The purpose of the proposed provision is to ensure that the Ombudsman’s ability to otherwise compel the disclosure of information that is relevant to his or her investigation of a complaint is only restricted in limited circumstances.

Item 9

This Item makes a minor drafting amendment to subsection 35(5).

Item 10

This Item amends subsection 35A(1) to add the words “Subject to section 35B” at the beginning of the provision. This means that the disclosure of information by the Ombudsman under section 35A is subject to the provisions of proposed section 35B, when that information relates to NCA information (see Item 11).

Item 11

This Item inserts proposed section 35B, which provides for restricting disclosure by the Ombudsman of certain NCA information.

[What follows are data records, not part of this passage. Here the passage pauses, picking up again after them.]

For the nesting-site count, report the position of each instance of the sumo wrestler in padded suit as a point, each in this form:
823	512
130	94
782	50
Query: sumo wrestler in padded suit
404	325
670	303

If the Attorney-General gives the Ombudsman a certificate stating that the disclosure of certain NCA information by one or more of the specified disclosure methods would be contrary to the public interest by reason that it would prejudice the safety of a person; the fair trial of a person who has been or may be charged with an offence; the effectiveness of an investigation by the Authority or the operations of a law enforcement agency, then the Ombudsman must not so disclose the NCA information.

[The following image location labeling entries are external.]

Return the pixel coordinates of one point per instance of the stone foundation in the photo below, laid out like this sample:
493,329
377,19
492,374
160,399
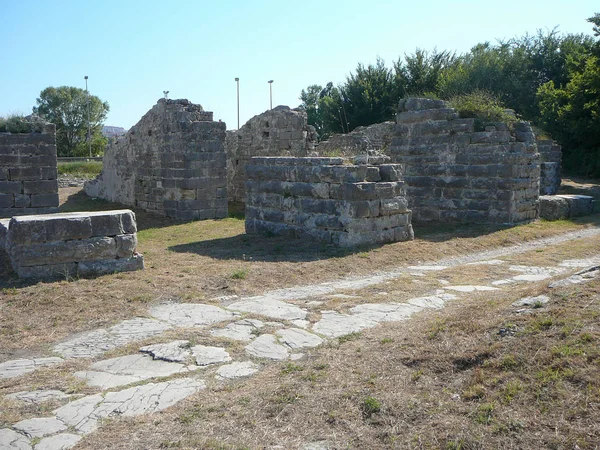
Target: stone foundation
280,131
325,200
456,174
172,162
73,244
28,174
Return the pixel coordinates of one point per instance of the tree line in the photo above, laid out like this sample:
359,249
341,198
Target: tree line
550,79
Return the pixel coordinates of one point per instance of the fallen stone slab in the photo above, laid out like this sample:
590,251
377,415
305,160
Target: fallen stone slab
175,351
190,315
243,330
206,355
38,396
129,369
236,370
18,367
266,346
94,343
334,324
84,414
274,309
295,338
11,440
40,427
63,441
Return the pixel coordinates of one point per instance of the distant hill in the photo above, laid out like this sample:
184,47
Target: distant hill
109,131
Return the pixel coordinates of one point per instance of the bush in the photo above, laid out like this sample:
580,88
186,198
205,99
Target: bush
484,107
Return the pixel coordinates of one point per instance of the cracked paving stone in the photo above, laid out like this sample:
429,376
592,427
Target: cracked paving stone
18,367
129,369
295,338
266,346
11,440
188,315
63,441
242,330
206,355
38,396
95,343
236,370
275,309
334,324
84,414
40,427
175,351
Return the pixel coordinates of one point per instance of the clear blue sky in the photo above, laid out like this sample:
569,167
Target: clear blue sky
133,50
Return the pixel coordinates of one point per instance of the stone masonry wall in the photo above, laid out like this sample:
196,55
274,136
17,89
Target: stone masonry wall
73,244
172,162
325,200
550,166
28,174
457,174
280,131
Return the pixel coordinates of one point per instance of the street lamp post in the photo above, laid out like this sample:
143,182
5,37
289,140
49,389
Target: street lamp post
88,106
237,80
270,94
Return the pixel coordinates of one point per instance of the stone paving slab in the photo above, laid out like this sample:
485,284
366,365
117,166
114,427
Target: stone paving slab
18,367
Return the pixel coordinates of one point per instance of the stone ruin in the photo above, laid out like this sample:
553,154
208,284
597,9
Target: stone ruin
328,200
172,162
280,131
28,172
72,244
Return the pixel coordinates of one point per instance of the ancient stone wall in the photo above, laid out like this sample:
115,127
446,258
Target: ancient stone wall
172,162
326,200
550,166
360,140
28,174
456,174
73,244
280,131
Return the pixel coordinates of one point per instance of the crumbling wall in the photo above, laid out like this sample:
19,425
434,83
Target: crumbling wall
457,174
172,162
73,244
360,140
326,200
28,173
550,166
280,131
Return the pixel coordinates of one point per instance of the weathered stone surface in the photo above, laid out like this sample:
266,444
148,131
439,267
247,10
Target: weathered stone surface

The proposed provision will include a definition of listed disclosure method (which refers to the ways in which the Ombudsman can disclose information under the Act) and NCA information.

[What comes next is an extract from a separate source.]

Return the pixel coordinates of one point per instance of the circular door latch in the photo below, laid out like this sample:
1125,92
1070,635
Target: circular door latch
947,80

The purpose of the provision is to ensure that when information has been given to the Ombudsman for the performance of his or her functions under the Act, that information may not be disclosed by the Ombudsman when the Attorney-General issues a certificate under the proposed provision. The prohibition on disclosure by the Ombudsman can be in relation to one or more methods of disclosure, depending on where the risk of prejudice may exist.

Schedule 4 - Administrative Decisions (Judicial Review) Act 1977

Item 1

This Item amends Schedule 1 to exempt decisions made under sections 34B and 34C of the National Crime Authority Act 1984 from the operations of the Administrative Decisions (Judicial Review) Act 1977. The amendment will mean that an administrative decision to apply to the Supreme Court for a person to be dealt with for contempt or to direct a member of a law enforcement agency to detain a person for the purpose of bringing the person before the Court, cannot be the subject of an application for judicial review under the Act. However, the person will be able to contest the Authority’s decision when answering the contempt allegation.